Gear Review: 2016 K2 Carve Air
A wide, short, weird looking snowboard for cranking turns, cracking ollies, and slapping high-5s
The snowboard industry seems to be both in a great and horrible place right now. Every couple months an article is written about the decline of sales and participants, mutant teenagers are twirling 1800s and flipping like crazy to win medals, and every season a different part of the country gets skunked on snowfall. Then again, many companies are pushing back on the spin to win jock mentality and with a return to the basics and pure promotion of fun times with friends. This is what we're interested in—weird shapes, experimental engineering, playful graphics and creative riding styles. And sure, it's true snowboarding is again just copying skateboarding with the retro shape trend. But that's fine, so long as we're all having fun.

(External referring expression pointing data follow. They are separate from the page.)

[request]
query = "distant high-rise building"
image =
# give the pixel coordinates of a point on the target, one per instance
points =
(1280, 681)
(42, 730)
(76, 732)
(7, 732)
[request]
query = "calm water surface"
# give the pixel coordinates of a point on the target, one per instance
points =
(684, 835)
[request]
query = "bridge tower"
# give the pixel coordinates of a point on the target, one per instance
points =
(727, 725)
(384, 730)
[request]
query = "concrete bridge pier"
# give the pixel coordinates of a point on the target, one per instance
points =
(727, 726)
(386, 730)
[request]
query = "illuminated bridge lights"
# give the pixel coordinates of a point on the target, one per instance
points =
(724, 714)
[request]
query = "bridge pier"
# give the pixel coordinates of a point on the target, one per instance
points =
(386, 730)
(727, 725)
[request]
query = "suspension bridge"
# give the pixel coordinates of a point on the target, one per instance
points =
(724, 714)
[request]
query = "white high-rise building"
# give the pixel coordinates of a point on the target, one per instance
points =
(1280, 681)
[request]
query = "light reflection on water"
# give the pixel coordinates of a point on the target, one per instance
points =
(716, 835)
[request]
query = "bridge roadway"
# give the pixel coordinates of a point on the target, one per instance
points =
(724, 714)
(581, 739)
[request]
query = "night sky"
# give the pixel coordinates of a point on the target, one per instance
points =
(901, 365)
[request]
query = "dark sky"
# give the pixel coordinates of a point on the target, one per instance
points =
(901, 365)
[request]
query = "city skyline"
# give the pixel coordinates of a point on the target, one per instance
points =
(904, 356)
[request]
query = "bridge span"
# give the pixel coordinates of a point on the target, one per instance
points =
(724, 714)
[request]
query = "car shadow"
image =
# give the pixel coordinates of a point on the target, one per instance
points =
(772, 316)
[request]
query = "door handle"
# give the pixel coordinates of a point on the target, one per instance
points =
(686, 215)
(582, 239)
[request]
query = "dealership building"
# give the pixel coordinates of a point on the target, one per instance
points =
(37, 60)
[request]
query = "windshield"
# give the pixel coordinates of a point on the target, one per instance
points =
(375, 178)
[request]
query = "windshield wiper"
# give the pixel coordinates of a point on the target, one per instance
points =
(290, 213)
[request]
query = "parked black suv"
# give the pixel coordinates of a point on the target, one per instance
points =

Anyways, we recently got on the 2015/2016 Carve Air from K2 to try our hand at the Seattle brand's latest cut-length, extra wide all-terrain snowboard. At first glance, the Carve Air looks like a toy. And, really, it rides sorta like one too. Available in a 149 and 154 length, the Carve Air is designed to be ridden 5 or so centimeters shorter than normal. Smaller snowboards are, in theory, easier to maneuver on snow (a shorter effective edge allows for quicker turns) and in the air (reduced swing weight). Due to some engineering magic in the sidecut region the Carve air rides bigger than it is, and a big of extra girth in the waist helps it remain stable at high speeds too.
The camber profile is flat under the feet and between the binders with reverse camber—also called rocker, or "tweekend" as K2 prefers—on tip and tail. This provides some solid pop (more than a truly reverse camber board, and less than trad camber) and a truly playful feel.
We took this sucker on a tour of Utah, gripping groomers at breakneck speed at Snowbird and slashing hot pow at Powder Mountain (special thanks to both PowMow and Snowbird for the kind hospitality). It handled all of the above and much more like a champ. Jumping from edge to edge on fresh corduroy was to see the Carve Air in its element, and though tail grabs took a bit of relearning due to the chopped rear end, it handled some solid air time as good as any other. Just don't try to ride switch for extended periods of time—the hyper directional shape doesn't like that too much (duh).
All in all, this thing is a blast. If you're looking for something new to add to your collection for deep days and spring time euro carves, then give it a shot.